April April! Was für ein historischer erster April, denn abgesehen von meiner kleinen elfjährigen Schwester hat es dieses Mal niemand geschafft, mich hereinzulegen. Kein Aprilscherz dieses Jahr, dafür aber eine erste Begegnung mit der spanischen Austauschschülerin meiner Cousine. In dieser ersten Aprilwoche besuchten 40 Schüler aus Barakaldo/Bilbao unsere Schule und wohnten bei Spanisch lernenden Schüler aus den Klassenstufen 8-11. Das Mädchen, das bei meiner Cousine wohnt, konnte gleich an den ersten beiden Tagen die deutsche Kultur kennenlernen, weil zwei Familiengeburtstage anstanden. Bestimmt fünf unserer Tanten, Onkel und Großeltern begrüßten die Spanierin mit „Ja jetzad, weats dir et Angscht bei dena vielna Leit!“, woraus ein etwas irritieres Gesicht und ein hilfloses Nicken ihrerseits resultierte. Über die Sinnhaftigkeit eines Sprachaufenthaltes auf der schwäbischen Alb zur Verbesserung der Deutschkenntnisse lässt sich streiten, wobei die deutsche Sprache ja gerade generell etwas…abgeändert wird (Hallo I bims 1 Blogger, lol). Die deutsche Art, den Geburtstag einer Zweijährigen zu feiern, hat der Austauschschülerin aber gut gefallen. Sie war beeindruckt von den vielen Kuchen, die wir zu solchen Anlässen backen, im Baskenland werden laut ihr höchstens gekaufte Fertigkuchen gegessen. Die Verständigung  hat – abgesehen von den breitschwäbischen Zwischenfällen unserer Verwandtschaft- funktioniert, mit Englisch, Spanisch, Deutsch und einem Mischmasch aus allem. Der Vorteil von solchen Austauschen ist eindeutig, dass man zum ersten Mal versteht, wozu man eine Sprache lernt. Das ging mir schon in Taizé so, als ich endlich mal Tag und Nacht französisch reden konnte, und ähnlich verhielt es sich auch mit dem Spanischen. Die Spanier haben unsere Spanischkenntnisse generell sehr gelobt, was wir ihnen irgendwie kaum glauben konnten, wenn wir da so an die Spanisch-Klausuren denken… Am Samstagabend saßen wir dann einfach zusammen – zwei Spanierinnen, drei  Deutsche- haben Wassereis gegessen, Despacito gehört und uns tatsächlich ein kleines bisschen wie in Spanien gefühlt. Dabei haben wir uns viel über die Unterschiede zwischen Spanien und Deutschland unterhalten, die zum Teil wirklich gravierend sind.

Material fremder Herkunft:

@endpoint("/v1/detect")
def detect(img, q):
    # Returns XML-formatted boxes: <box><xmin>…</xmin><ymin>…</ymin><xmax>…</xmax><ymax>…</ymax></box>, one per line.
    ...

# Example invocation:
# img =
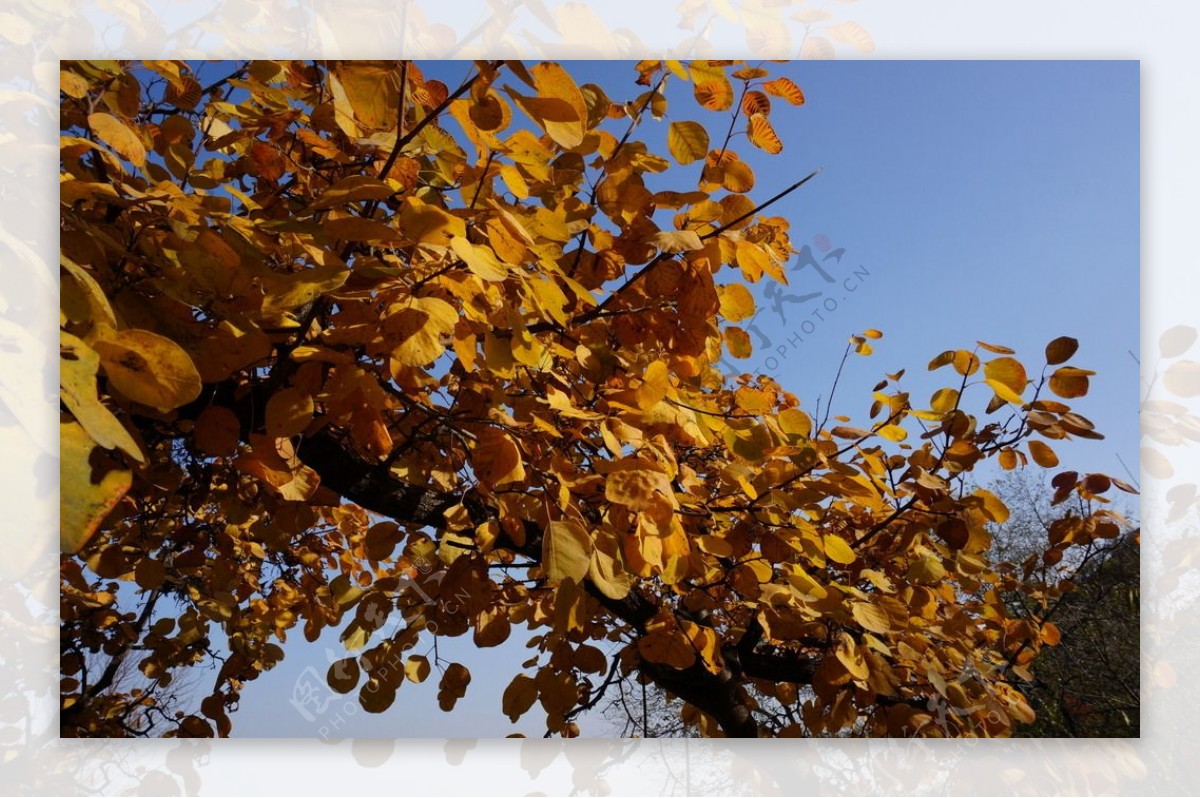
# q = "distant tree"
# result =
<box><xmin>991</xmin><ymin>470</ymin><xmax>1141</xmax><ymax>737</ymax></box>
<box><xmin>60</xmin><ymin>60</ymin><xmax>1132</xmax><ymax>737</ymax></box>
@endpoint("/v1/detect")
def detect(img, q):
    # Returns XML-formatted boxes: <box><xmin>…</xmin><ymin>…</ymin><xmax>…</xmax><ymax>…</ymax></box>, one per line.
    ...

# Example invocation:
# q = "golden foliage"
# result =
<box><xmin>60</xmin><ymin>60</ymin><xmax>1123</xmax><ymax>736</ymax></box>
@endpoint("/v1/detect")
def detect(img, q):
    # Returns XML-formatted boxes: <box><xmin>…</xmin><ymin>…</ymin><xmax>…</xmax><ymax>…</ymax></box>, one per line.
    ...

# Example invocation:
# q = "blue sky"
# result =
<box><xmin>234</xmin><ymin>61</ymin><xmax>1140</xmax><ymax>737</ymax></box>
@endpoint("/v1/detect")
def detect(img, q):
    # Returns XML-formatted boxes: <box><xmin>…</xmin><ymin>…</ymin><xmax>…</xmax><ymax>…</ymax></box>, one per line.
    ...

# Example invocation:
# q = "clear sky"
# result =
<box><xmin>234</xmin><ymin>61</ymin><xmax>1140</xmax><ymax>737</ymax></box>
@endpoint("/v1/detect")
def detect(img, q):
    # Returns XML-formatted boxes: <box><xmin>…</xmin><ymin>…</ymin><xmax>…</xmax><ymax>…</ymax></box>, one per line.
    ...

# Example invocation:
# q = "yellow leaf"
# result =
<box><xmin>59</xmin><ymin>421</ymin><xmax>133</xmax><ymax>554</ymax></box>
<box><xmin>667</xmin><ymin>121</ymin><xmax>708</xmax><ymax>164</ymax></box>
<box><xmin>541</xmin><ymin>521</ymin><xmax>593</xmax><ymax>582</ymax></box>
<box><xmin>984</xmin><ymin>379</ymin><xmax>1025</xmax><ymax>404</ymax></box>
<box><xmin>588</xmin><ymin>530</ymin><xmax>632</xmax><ymax>600</ymax></box>
<box><xmin>88</xmin><ymin>112</ymin><xmax>146</xmax><ymax>167</ymax></box>
<box><xmin>689</xmin><ymin>61</ymin><xmax>733</xmax><ymax>110</ymax></box>
<box><xmin>929</xmin><ymin>388</ymin><xmax>959</xmax><ymax>413</ymax></box>
<box><xmin>438</xmin><ymin>662</ymin><xmax>470</xmax><ymax>712</ymax></box>
<box><xmin>329</xmin><ymin>60</ymin><xmax>400</xmax><ymax>137</ymax></box>
<box><xmin>974</xmin><ymin>487</ymin><xmax>1008</xmax><ymax>523</ymax></box>
<box><xmin>604</xmin><ymin>468</ymin><xmax>676</xmax><ymax>510</ymax></box>
<box><xmin>762</xmin><ymin>78</ymin><xmax>804</xmax><ymax>106</ymax></box>
<box><xmin>850</xmin><ymin>601</ymin><xmax>892</xmax><ymax>635</ymax></box>
<box><xmin>322</xmin><ymin>216</ymin><xmax>407</xmax><ymax>241</ymax></box>
<box><xmin>725</xmin><ymin>326</ymin><xmax>754</xmax><ymax>360</ymax></box>
<box><xmin>650</xmin><ymin>230</ymin><xmax>704</xmax><ymax>252</ymax></box>
<box><xmin>679</xmin><ymin>620</ymin><xmax>725</xmax><ymax>673</ymax></box>
<box><xmin>502</xmin><ymin>673</ymin><xmax>538</xmax><ymax>724</ymax></box>
<box><xmin>383</xmin><ymin>296</ymin><xmax>458</xmax><ymax>366</ymax></box>
<box><xmin>359</xmin><ymin>679</ymin><xmax>396</xmax><ymax>715</ymax></box>
<box><xmin>325</xmin><ymin>656</ymin><xmax>360</xmax><ymax>695</ymax></box>
<box><xmin>1030</xmin><ymin>440</ymin><xmax>1058</xmax><ymax>468</ymax></box>
<box><xmin>716</xmin><ymin>283</ymin><xmax>754</xmax><ymax>322</ymax></box>
<box><xmin>637</xmin><ymin>625</ymin><xmax>696</xmax><ymax>670</ymax></box>
<box><xmin>450</xmin><ymin>238</ymin><xmax>509</xmax><ymax>282</ymax></box>
<box><xmin>396</xmin><ymin>197</ymin><xmax>467</xmax><ymax>246</ymax></box>
<box><xmin>1046</xmin><ymin>335</ymin><xmax>1079</xmax><ymax>366</ymax></box>
<box><xmin>59</xmin><ymin>332</ymin><xmax>145</xmax><ymax>463</ymax></box>
<box><xmin>826</xmin><ymin>20</ymin><xmax>875</xmax><ymax>53</ymax></box>
<box><xmin>472</xmin><ymin>427</ymin><xmax>526</xmax><ymax>487</ymax></box>
<box><xmin>779</xmin><ymin>408</ymin><xmax>812</xmax><ymax>438</ymax></box>
<box><xmin>637</xmin><ymin>360</ymin><xmax>671</xmax><ymax>410</ymax></box>
<box><xmin>308</xmin><ymin>174</ymin><xmax>396</xmax><ymax>210</ymax></box>
<box><xmin>92</xmin><ymin>328</ymin><xmax>200</xmax><ymax>412</ymax></box>
<box><xmin>1050</xmin><ymin>364</ymin><xmax>1094</xmax><ymax>398</ymax></box>
<box><xmin>742</xmin><ymin>91</ymin><xmax>770</xmax><ymax>116</ymax></box>
<box><xmin>822</xmin><ymin>534</ymin><xmax>858</xmax><ymax>565</ymax></box>
<box><xmin>787</xmin><ymin>565</ymin><xmax>829</xmax><ymax>601</ymax></box>
<box><xmin>834</xmin><ymin>632</ymin><xmax>871</xmax><ymax>680</ymax></box>
<box><xmin>721</xmin><ymin>161</ymin><xmax>754</xmax><ymax>194</ymax></box>
<box><xmin>1156</xmin><ymin>324</ymin><xmax>1196</xmax><ymax>357</ymax></box>
<box><xmin>266</xmin><ymin>388</ymin><xmax>313</xmax><ymax>438</ymax></box>
<box><xmin>905</xmin><ymin>554</ymin><xmax>946</xmax><ymax>584</ymax></box>
<box><xmin>504</xmin><ymin>62</ymin><xmax>588</xmax><ymax>150</ymax></box>
<box><xmin>976</xmin><ymin>341</ymin><xmax>1015</xmax><ymax>355</ymax></box>
<box><xmin>746</xmin><ymin>114</ymin><xmax>784</xmax><ymax>155</ymax></box>
<box><xmin>953</xmin><ymin>349</ymin><xmax>979</xmax><ymax>377</ymax></box>
<box><xmin>983</xmin><ymin>358</ymin><xmax>1027</xmax><ymax>393</ymax></box>
<box><xmin>1161</xmin><ymin>360</ymin><xmax>1200</xmax><ymax>397</ymax></box>
<box><xmin>734</xmin><ymin>241</ymin><xmax>770</xmax><ymax>282</ymax></box>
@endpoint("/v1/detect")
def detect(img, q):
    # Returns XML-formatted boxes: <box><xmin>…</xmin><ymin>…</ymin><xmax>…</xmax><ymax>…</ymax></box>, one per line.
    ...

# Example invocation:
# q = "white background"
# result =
<box><xmin>0</xmin><ymin>0</ymin><xmax>1200</xmax><ymax>794</ymax></box>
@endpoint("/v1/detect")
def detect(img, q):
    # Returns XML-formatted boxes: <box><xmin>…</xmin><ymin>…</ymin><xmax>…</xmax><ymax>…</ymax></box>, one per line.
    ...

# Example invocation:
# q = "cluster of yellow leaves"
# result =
<box><xmin>61</xmin><ymin>60</ymin><xmax>1127</xmax><ymax>736</ymax></box>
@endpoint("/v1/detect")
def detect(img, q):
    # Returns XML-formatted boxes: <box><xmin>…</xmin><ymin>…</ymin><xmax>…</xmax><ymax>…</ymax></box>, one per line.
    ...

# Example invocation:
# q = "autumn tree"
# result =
<box><xmin>60</xmin><ymin>60</ymin><xmax>1128</xmax><ymax>737</ymax></box>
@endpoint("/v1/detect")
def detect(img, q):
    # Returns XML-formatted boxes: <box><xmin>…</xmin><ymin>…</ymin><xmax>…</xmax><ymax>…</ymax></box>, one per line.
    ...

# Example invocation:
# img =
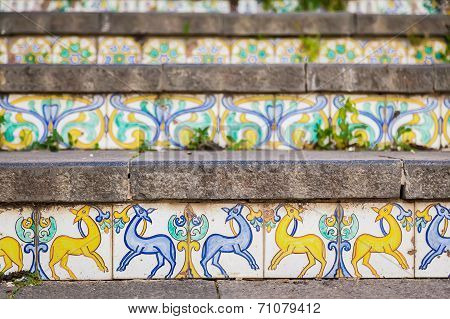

Gerade was die Schule betrifft, sind die Einstellungen ganz unterschiedlich. Wir haben das in dieser Schulwoche zu spüren bekommen: dass die Spanier ein anderes, meist viel engeres Verhältnis zu ihren Lehrern haben, wodurch dann auch manchmal der Respekt nachlässt. Zumindest aus unserer Sicht war die Zeit daher oft chaotisch, unorganisiert und nervenauftreibend. Dennoch war es eine interessante Erfahrung, die unseren Horizont insofern erweitert hat, als dass auch in Europa schon große Unterschiede herrschen können. Man sollte davon absehen, Spanier generell als Chaoten zu bezeichnen, aber man muss es im Hinterkopf behalten um manche ihrer Aktionen verstehen zu können. Und Fakt ist, dass uns die Woche auch sehr viel Spaß gebracht hat, egal ob im normalen Unterricht mit zahlreichen Kommunikationsschwierigkeiten oder bei der Fiesta de Despedida , bei der wir uns auch nur GANZ ZUFÄLLIG direkt neben dem Büffet voller spanisch-deutscher Köstlichkeiten positioniert haben. Am Freitagmorgen hieß es dann endgültig Adios, wobei es für die deutschen Schüler eventuell im nächsten Jahr ein Wiedersehen in Barakaldo gibt.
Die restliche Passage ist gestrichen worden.